Hang your food off the ground to keep ants from getting at it. Check carefully for ant holes in the area, may not be any mounds. And shake your boots out real good in the morning, you never know what might have moved in. Rattlesnakes will generally warn you before you even see them, but keep an eye on where you put your feet anyway.

Black widows will only make you sick, same with scorpions, but keep a real good eye out for brown recluses, and get to a doctor if one bites you.

You won't see much in the way of trees, or natural shade, so having a couple of poles and a tarp will be a big help. You could maybe just rig something with your bike.

Oh, and bring a bandanna to tie around your face in case of dust storm. They happen, and the bandanna can make it much less bad.


----------



## Dmac (Aug 30, 2014)

i would definitely get an umbrella, easy to pack, instant shade and some wind protection too. put a good sized tarp out, lay on it instead of the ground. tent is the best, but you can set it up on the tarp for extra protection. a hat like a panama, boonie hat or anything with a large bill all the way around is also great for the deserts.


----------



## Kate Westcoast (Aug 30, 2014)

Thannkkkkyou!


----------



## spectacular (Aug 30, 2014)

don't have as much of a problem with ants in the larger town and cities as I do roaches, who I sometimes find hanging out next to my head or hand or something


----------



## Matt Derrick (Aug 31, 2014)

i don't know if this represents all of southern california, but i'll tell you what i know from living in slab city (which is in the same area).

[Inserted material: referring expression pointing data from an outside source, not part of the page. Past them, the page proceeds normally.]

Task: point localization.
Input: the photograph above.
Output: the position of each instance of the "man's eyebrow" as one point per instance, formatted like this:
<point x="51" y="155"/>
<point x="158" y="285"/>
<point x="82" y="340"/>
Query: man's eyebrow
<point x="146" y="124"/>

there are rattlesnakes but like Dameon said, they're rare, and they'll warn you before you get near. rattlesnakes are actually very docile creatures, and they won't attack you unless they feel threatened. this past winter i watched a guy playing in a pit of rattlers, check out the video here:



but point is that they get more paranoid if you move side to side, rather than backing straight away from them, which is the best way to walk away from them.

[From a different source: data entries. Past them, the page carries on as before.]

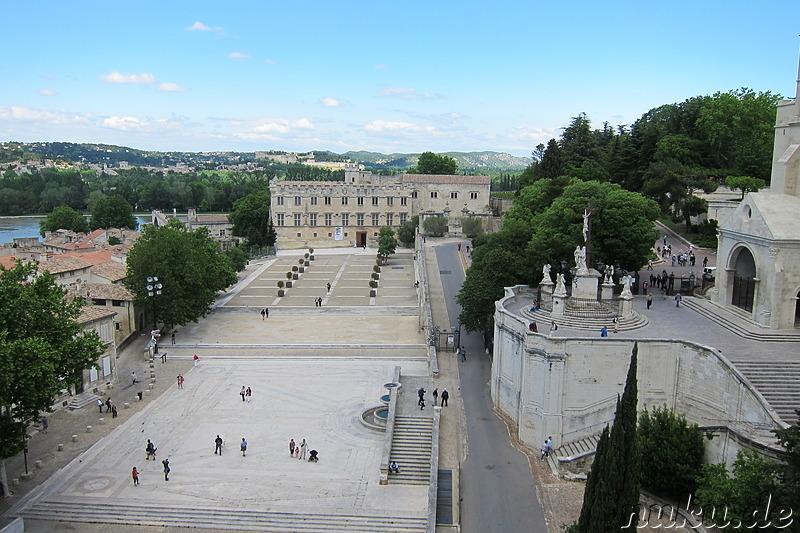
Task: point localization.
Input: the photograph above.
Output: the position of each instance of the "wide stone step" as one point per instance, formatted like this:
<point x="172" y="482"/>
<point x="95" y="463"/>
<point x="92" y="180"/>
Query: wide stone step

there are tarantulas and scorpions, but the tarantulas are VERY rare, but huge! if you got bit by one they're not poisonous though. the scorpions will make you sick for up to 12 hours, but not kill you. scorpions can most often be found hiding under things, between something like a garbage can and the ground, where it's a little cooler. scorpions don't become a big deal until april anyways (at least in slab city) so you probably won't see many. in that region they're actually a neonish light green, and maybe a max of 2-3 inches.


----------